Dołączył: 2014-11-16
Punkty pomocy: 200

Doczytałem do seksu nie lubiła i wiesz nie uważam, że każda musi być pierdolona nimfomanka i że kobieta to worek na spermę, bo wiemy że tak nie jest, ale po co Ci laska która średnio lubi seks? Przepraszam Cię bo nie chce mi się tego czytać, ale uważam że w tym wieku super jest poznać kilkanascie, kilkadziesiąt, kilkaset kobiet po to, żeby potem móc wybrać tą odpowiednią. Skoro to Twoja pierwsza laska, sypie się, no to jak dla mnie czas znaleźć nową. Tam kiedyś też myślałem, że to niemozliwe, a jednak mozliwe, realne i do zrobienia.

Pozdrawiam cieplutko

dawid534
Nieobecny
Wiek: 20
Miejscowość: Katowice

Dołączył: 2016-01-07
Punkty pomocy: 0

Też nie uważam że ma być workiem na sperme.
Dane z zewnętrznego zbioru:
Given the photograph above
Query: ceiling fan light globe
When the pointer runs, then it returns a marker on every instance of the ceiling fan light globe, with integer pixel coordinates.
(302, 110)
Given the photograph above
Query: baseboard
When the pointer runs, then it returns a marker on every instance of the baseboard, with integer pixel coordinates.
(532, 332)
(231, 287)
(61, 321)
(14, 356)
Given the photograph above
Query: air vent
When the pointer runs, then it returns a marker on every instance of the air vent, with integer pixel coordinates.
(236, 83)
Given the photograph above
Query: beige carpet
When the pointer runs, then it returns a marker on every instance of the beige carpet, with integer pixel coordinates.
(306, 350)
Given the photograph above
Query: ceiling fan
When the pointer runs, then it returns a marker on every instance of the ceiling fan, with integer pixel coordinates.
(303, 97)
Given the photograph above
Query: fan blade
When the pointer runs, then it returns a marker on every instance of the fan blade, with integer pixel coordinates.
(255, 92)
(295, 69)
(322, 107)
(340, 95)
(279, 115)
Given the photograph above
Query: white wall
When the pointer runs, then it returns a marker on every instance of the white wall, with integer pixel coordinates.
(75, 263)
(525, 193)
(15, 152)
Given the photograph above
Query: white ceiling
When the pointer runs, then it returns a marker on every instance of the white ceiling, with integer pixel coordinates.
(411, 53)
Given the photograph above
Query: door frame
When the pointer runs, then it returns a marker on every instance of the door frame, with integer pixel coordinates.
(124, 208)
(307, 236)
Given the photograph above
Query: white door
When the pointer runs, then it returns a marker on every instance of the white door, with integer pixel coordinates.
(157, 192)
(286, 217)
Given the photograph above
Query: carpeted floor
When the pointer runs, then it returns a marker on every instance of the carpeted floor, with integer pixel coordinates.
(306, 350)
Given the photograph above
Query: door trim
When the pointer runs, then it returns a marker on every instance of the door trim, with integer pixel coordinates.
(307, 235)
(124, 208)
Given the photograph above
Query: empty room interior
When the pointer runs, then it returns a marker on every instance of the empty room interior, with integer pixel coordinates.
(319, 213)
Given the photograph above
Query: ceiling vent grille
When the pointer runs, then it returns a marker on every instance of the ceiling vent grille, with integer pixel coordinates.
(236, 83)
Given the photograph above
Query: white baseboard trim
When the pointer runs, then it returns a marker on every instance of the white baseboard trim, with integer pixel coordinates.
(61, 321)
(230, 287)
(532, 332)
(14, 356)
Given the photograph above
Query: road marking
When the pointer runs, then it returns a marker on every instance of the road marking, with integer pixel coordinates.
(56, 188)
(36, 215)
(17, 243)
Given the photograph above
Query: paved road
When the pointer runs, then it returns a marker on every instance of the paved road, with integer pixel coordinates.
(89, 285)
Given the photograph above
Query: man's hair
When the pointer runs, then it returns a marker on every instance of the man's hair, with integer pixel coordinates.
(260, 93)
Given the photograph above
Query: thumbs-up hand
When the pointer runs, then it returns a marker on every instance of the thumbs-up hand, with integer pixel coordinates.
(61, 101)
Seks jaki z nią miałem nie uważam za nudny , zły czy dopisz sobie inne synonimy chujowego seksu problemem jedynie było to że ktoś zaraz może wejść w złym momencie gdy chata wolna jest otwarta na eksperymenty.
Uważam ją za wartościową dziewczynę , na tyle że chce powalczyć o nią.
Nie uda się trudno przyjmę to na klate , luz. Ale chcę spróbować wiem że dużo łatwiej byłoby wymienić niż naprawić Wink

Zlooty
Nieobecny
Zasłużony
Wtajemniczony
Wiek: 25
Miejscowość: Małkinia

Dołączył: 2012-10-14
Punkty pomocy: 823

Oboje teraz robicie dobrą minę i udajecie, że wszystko gra. Zgadnij co będzie za tydzień.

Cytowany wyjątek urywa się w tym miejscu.